Failure Models
本記事はdev.toから移植しました.
Introduction
The previous article explained the communication model for the timing of consensus problem. In this article, we will introduce four general definitions of failure models for consensus problem nodes.
Crash-stop faults
This model only places the assumption that the node will Crash-stop faults. Also, a node that is stopped in this model never comes back.
Omission faults
This model assumes Crash-stop faults and Omission faults. Omission faults may or may not reply to messages. This ignoring cannot be judged by other nodes as to whether it is Crash-stop faults or Omission faults.
Crash-recovery faults
This model assumes Crash-stop faults, Omission faults, and Crash-recovery faults. The crash recovery fault makes the assumption that a node may crash at any time and may begin to re-intervene with the response at any time. The model also assumes partial data loss due to crash.

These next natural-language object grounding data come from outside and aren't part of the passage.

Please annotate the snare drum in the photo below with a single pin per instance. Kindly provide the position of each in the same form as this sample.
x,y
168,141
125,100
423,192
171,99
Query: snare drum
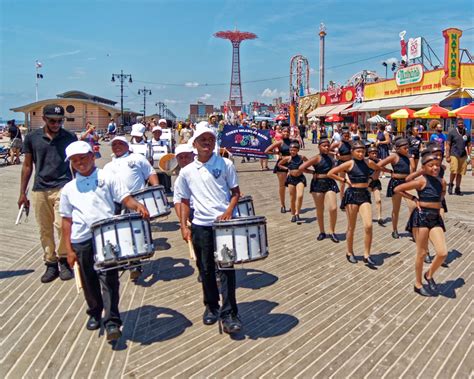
x,y
245,207
154,199
240,240
120,241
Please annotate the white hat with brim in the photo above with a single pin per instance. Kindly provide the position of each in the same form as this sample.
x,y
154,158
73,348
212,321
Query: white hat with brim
x,y
200,131
183,148
77,148
120,139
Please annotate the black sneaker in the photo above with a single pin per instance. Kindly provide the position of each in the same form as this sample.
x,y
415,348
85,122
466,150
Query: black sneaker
x,y
113,332
450,188
52,272
65,272
231,324
210,316
93,323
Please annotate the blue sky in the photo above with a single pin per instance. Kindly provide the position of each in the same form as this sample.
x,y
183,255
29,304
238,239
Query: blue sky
x,y
168,46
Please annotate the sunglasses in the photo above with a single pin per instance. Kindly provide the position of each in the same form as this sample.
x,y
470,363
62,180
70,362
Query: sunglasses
x,y
55,120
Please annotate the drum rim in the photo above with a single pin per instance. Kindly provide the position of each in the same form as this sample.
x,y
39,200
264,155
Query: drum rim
x,y
241,221
124,217
148,189
243,199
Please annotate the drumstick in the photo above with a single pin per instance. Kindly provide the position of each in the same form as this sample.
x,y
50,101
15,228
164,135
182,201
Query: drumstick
x,y
77,277
192,255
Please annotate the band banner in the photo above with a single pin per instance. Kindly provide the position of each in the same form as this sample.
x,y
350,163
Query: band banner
x,y
245,142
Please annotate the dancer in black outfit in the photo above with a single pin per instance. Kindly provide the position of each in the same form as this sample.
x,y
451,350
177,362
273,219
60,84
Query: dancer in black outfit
x,y
295,180
375,186
342,149
401,168
426,222
323,189
357,198
282,148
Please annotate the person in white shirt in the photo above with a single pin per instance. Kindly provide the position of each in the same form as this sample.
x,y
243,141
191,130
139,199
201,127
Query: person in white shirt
x,y
85,200
159,148
210,181
133,169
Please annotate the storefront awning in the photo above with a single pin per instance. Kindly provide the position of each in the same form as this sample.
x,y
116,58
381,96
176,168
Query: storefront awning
x,y
355,108
321,111
422,101
394,103
328,110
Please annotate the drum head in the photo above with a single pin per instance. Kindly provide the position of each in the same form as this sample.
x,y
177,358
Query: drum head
x,y
148,189
245,199
114,219
241,221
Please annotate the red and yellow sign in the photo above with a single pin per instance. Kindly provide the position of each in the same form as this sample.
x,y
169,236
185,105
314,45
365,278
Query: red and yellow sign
x,y
338,95
452,67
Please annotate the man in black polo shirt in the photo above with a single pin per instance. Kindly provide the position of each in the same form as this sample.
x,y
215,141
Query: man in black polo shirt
x,y
458,146
44,149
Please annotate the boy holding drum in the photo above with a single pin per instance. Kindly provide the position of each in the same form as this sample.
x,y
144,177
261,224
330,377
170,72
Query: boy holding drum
x,y
211,182
85,200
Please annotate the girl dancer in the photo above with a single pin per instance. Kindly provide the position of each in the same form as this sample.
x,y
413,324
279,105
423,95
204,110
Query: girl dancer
x,y
282,148
415,142
401,168
323,189
357,198
342,149
375,186
295,180
426,222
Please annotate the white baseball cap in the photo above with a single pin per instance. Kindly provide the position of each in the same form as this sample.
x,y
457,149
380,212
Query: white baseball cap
x,y
119,138
78,147
202,130
183,148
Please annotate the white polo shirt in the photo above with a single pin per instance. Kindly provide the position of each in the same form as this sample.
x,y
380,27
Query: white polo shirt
x,y
88,199
132,169
208,186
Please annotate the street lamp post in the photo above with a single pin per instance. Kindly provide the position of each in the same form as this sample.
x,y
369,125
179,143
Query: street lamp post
x,y
122,77
144,92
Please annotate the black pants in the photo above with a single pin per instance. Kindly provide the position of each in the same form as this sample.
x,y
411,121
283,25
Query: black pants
x,y
203,243
165,181
92,281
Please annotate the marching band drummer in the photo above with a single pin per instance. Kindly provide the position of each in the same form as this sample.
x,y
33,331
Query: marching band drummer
x,y
85,200
211,182
157,145
134,171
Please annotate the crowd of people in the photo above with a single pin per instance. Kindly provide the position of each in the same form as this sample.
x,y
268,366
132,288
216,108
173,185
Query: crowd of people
x,y
70,194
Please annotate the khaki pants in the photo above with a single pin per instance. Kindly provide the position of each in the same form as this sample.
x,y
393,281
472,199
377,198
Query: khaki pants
x,y
46,206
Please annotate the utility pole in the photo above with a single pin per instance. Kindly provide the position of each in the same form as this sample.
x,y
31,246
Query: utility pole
x,y
144,92
122,77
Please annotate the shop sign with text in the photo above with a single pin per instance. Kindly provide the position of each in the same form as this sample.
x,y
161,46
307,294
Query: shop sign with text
x,y
452,71
409,75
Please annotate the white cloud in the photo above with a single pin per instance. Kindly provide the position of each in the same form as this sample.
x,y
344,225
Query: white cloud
x,y
191,84
172,101
389,61
205,97
267,92
57,55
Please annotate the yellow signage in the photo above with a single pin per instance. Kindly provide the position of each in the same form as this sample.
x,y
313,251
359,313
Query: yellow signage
x,y
452,74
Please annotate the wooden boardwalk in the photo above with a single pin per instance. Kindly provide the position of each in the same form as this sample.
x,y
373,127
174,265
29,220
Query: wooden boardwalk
x,y
306,311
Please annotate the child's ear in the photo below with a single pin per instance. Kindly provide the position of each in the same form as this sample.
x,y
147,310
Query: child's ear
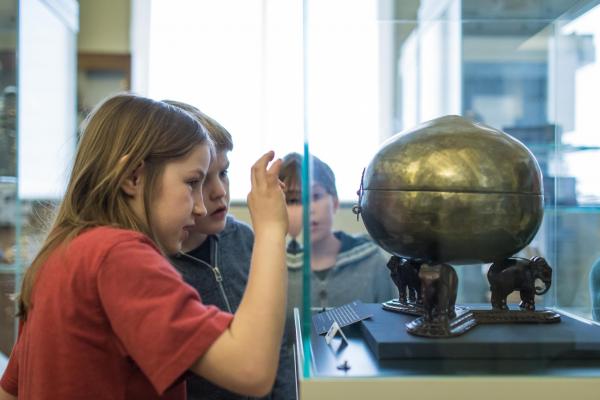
x,y
132,185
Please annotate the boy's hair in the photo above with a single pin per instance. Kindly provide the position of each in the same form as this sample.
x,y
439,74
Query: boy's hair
x,y
219,135
291,173
121,134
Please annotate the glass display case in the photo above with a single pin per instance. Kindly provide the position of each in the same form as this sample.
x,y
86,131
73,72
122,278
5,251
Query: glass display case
x,y
37,134
377,68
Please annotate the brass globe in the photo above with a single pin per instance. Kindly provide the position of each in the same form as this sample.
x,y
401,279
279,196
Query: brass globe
x,y
452,191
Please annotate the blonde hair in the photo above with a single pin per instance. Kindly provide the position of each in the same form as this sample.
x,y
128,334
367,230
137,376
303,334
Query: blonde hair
x,y
119,135
218,134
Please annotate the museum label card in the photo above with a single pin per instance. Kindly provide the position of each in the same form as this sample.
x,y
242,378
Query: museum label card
x,y
345,315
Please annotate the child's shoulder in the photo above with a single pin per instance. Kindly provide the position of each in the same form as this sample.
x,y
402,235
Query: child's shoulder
x,y
106,237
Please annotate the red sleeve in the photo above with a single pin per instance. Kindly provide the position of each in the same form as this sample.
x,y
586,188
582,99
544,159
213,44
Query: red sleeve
x,y
158,319
10,378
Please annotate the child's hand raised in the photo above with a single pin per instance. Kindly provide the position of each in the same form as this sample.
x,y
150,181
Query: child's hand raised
x,y
266,200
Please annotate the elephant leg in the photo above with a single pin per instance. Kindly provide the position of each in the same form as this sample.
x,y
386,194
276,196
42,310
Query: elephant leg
x,y
402,294
527,300
412,295
498,301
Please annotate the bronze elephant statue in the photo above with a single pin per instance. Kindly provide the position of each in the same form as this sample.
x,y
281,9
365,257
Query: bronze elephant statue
x,y
519,274
405,274
439,285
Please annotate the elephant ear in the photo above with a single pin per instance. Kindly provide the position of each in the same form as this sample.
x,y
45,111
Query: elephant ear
x,y
538,260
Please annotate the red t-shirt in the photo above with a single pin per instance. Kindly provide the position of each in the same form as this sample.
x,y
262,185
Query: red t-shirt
x,y
111,319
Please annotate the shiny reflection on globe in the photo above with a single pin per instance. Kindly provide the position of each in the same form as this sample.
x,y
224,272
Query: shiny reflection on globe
x,y
452,191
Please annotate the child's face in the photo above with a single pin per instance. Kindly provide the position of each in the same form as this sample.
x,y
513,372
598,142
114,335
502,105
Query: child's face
x,y
216,196
178,200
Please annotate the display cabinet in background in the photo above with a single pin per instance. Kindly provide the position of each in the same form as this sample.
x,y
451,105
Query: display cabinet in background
x,y
37,134
528,68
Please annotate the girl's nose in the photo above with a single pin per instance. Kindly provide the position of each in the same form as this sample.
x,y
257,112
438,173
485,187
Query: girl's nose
x,y
199,207
219,191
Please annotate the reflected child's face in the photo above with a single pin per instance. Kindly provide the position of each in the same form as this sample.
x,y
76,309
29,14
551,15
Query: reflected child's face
x,y
323,208
293,200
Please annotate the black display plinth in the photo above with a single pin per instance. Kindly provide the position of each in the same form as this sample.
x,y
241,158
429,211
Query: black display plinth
x,y
386,335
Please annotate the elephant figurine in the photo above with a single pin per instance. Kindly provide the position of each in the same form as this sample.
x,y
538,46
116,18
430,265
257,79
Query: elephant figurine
x,y
439,285
405,274
519,274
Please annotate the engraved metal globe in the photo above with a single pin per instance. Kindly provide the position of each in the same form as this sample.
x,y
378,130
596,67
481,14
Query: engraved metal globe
x,y
452,191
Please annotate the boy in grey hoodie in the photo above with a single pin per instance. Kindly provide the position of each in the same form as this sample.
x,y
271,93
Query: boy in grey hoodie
x,y
215,258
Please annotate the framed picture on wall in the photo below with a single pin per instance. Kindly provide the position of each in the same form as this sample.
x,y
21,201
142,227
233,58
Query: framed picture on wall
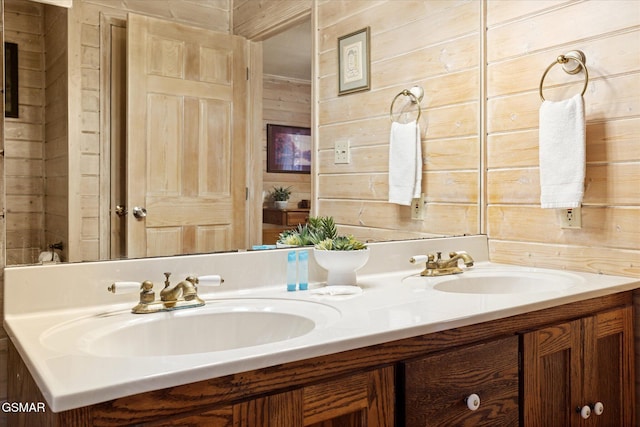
x,y
353,62
11,79
288,149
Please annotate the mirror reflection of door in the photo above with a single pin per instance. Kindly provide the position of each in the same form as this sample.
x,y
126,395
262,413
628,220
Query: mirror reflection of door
x,y
186,139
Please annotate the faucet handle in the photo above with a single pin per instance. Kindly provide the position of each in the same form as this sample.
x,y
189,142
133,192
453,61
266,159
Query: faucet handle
x,y
124,287
418,259
210,280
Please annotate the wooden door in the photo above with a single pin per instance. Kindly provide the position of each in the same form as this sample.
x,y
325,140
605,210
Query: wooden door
x,y
186,139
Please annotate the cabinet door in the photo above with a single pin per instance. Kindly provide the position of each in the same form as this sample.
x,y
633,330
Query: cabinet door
x,y
435,387
364,399
576,364
608,367
551,366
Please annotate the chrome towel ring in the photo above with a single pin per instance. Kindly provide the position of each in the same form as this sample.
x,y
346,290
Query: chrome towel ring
x,y
575,55
414,99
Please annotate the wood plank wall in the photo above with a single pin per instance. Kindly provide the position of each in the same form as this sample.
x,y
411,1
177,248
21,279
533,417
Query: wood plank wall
x,y
56,131
285,102
436,45
24,136
257,20
3,250
523,38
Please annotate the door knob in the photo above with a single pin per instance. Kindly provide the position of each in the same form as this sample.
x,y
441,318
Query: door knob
x,y
472,401
597,408
585,411
121,210
139,212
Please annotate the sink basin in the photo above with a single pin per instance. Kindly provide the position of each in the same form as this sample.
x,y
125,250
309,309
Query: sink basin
x,y
504,282
220,325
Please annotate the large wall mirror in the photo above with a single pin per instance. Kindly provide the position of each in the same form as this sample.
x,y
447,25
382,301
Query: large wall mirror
x,y
94,78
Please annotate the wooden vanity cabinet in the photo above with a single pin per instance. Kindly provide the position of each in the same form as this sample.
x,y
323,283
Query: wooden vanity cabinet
x,y
570,355
580,363
365,399
436,387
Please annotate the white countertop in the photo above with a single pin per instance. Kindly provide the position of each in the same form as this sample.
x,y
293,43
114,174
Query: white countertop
x,y
392,306
395,303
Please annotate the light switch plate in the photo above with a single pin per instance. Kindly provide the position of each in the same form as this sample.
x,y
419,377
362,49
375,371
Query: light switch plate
x,y
571,218
342,152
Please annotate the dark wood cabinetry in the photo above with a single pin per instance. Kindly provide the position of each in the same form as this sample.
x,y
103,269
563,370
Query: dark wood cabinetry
x,y
571,356
359,400
437,387
580,363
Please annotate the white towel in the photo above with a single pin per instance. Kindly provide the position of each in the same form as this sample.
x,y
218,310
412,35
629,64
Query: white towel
x,y
562,153
405,163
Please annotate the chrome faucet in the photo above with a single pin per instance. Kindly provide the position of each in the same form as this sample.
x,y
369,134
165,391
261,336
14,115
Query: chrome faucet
x,y
182,295
436,266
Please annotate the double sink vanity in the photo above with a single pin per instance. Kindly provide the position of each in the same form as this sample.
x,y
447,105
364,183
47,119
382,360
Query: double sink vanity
x,y
492,345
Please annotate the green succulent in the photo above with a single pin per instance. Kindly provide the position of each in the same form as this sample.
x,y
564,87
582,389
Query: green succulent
x,y
281,194
316,230
341,243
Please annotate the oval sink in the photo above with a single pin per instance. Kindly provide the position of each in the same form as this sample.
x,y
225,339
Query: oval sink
x,y
220,325
503,282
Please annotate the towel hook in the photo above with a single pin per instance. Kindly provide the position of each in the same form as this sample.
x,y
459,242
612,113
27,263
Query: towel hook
x,y
415,93
579,64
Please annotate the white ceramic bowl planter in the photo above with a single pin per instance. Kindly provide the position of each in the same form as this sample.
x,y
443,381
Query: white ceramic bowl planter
x,y
341,265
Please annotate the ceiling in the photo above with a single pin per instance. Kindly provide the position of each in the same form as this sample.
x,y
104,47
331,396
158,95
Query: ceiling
x,y
288,54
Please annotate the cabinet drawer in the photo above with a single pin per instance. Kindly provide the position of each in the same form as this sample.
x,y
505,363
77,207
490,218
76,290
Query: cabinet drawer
x,y
295,218
435,387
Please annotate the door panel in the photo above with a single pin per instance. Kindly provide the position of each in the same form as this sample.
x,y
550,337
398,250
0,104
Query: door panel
x,y
187,142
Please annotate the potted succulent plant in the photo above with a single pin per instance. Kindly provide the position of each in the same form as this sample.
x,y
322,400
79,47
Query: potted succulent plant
x,y
280,196
341,256
317,229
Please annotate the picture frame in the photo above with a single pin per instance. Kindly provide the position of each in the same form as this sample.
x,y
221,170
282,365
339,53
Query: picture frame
x,y
354,64
11,80
288,149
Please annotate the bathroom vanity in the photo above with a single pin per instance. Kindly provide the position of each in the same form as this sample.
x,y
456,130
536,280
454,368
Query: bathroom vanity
x,y
408,349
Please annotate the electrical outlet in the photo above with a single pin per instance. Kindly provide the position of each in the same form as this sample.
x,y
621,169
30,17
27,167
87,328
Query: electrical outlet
x,y
417,208
571,218
342,152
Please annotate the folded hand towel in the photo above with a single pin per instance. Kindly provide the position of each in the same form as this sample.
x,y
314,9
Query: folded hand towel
x,y
405,163
562,153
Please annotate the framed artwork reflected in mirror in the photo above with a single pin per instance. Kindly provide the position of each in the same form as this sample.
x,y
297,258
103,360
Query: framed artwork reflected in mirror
x,y
11,79
288,149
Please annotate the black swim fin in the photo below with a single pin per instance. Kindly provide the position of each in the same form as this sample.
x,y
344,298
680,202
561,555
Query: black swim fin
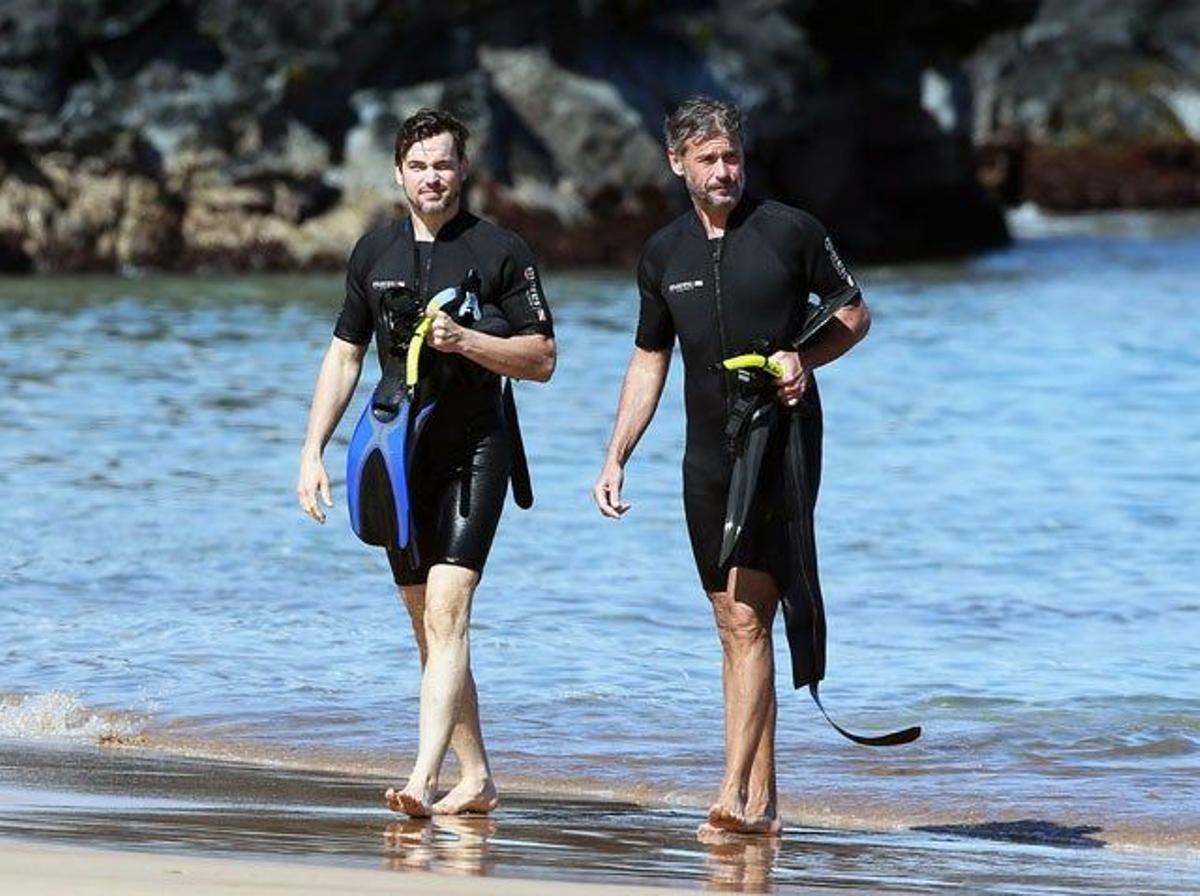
x,y
803,601
744,479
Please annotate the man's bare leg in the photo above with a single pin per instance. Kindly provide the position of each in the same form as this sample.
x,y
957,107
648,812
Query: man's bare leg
x,y
744,614
447,619
475,791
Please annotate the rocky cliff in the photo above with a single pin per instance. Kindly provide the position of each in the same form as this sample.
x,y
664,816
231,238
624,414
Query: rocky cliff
x,y
213,133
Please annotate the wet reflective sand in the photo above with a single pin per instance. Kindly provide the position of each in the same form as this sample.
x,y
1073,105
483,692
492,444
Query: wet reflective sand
x,y
135,800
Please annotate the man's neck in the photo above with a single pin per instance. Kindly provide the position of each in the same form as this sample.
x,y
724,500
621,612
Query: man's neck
x,y
713,218
425,227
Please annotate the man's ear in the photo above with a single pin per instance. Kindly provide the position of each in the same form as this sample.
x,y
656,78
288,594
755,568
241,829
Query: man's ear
x,y
676,162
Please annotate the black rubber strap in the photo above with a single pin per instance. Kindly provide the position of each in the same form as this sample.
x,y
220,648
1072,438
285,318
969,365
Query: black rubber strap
x,y
894,739
522,487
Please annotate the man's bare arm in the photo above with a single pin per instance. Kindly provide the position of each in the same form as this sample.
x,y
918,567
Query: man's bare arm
x,y
846,329
335,386
640,392
531,356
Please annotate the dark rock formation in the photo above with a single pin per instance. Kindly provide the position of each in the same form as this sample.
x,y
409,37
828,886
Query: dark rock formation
x,y
215,133
1092,104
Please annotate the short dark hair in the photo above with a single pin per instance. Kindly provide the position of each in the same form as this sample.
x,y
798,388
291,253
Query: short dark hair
x,y
427,122
701,116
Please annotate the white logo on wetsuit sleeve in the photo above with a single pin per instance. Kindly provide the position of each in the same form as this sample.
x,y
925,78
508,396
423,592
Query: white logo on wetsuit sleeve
x,y
532,293
835,260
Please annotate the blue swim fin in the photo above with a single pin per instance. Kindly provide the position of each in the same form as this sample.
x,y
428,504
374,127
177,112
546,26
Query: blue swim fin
x,y
381,452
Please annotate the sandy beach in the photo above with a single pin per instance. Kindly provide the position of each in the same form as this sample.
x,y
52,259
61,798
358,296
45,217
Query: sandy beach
x,y
87,819
58,871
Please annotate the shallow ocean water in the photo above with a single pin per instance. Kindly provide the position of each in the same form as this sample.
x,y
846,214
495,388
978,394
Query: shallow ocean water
x,y
1007,530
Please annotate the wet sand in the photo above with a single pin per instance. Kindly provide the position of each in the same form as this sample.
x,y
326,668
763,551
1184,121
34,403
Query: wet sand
x,y
329,830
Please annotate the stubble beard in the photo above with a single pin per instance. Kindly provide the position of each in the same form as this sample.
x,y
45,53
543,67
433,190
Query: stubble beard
x,y
436,208
712,200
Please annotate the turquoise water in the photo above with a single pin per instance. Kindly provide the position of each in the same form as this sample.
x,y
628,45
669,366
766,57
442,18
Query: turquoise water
x,y
1007,529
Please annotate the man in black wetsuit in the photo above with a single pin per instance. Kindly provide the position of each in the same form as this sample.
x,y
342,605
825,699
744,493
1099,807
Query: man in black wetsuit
x,y
729,276
465,449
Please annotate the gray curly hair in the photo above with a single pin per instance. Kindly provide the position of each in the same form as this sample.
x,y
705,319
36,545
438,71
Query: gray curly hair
x,y
701,116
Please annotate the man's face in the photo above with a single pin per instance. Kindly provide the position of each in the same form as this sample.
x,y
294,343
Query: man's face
x,y
712,168
431,175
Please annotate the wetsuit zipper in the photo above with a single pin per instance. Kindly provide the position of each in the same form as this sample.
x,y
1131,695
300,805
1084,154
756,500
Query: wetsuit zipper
x,y
720,317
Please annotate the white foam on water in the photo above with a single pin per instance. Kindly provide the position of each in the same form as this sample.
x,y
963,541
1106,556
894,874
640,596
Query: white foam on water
x,y
60,715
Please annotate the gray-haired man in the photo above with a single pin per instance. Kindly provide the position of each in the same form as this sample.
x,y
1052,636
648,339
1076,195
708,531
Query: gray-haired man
x,y
732,277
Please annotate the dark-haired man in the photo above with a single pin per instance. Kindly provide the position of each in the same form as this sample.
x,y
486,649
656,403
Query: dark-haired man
x,y
463,459
729,277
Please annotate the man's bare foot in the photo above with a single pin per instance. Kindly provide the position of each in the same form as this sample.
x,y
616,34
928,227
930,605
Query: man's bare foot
x,y
468,797
413,805
723,819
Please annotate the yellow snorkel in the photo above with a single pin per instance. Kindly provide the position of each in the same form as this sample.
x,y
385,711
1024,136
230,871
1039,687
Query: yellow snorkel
x,y
753,362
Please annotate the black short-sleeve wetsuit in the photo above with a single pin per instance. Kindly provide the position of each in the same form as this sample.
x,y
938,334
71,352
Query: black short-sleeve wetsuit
x,y
462,458
720,298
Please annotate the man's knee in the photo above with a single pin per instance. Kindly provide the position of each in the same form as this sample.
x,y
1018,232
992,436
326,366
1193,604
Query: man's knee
x,y
448,606
741,625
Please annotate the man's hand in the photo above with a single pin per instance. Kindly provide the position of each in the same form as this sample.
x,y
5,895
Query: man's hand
x,y
606,491
445,335
795,379
313,480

If there is no response from a node in this model, it is not possible to determine whether it is Crash-stop faults, Omission faults, or Crash-recovery faults.
Byzantine faults
This model assumes Crash-stop faults, Omission faults, Crash-recovery faults, and Byzantine faults. Byzantine breakdowns can do whatever the node does. For example, it can ignore messages, it can pretend to be malfunctioning, can reply to fake messages, or it can do evil deeds jointly among multiple Byzantine failure nodes.
Conclusion
The difficulty of dealing with each failure model is illustrated in the figure below.
In other words, the Byzantine failure model is the most difficult assumption to deal with.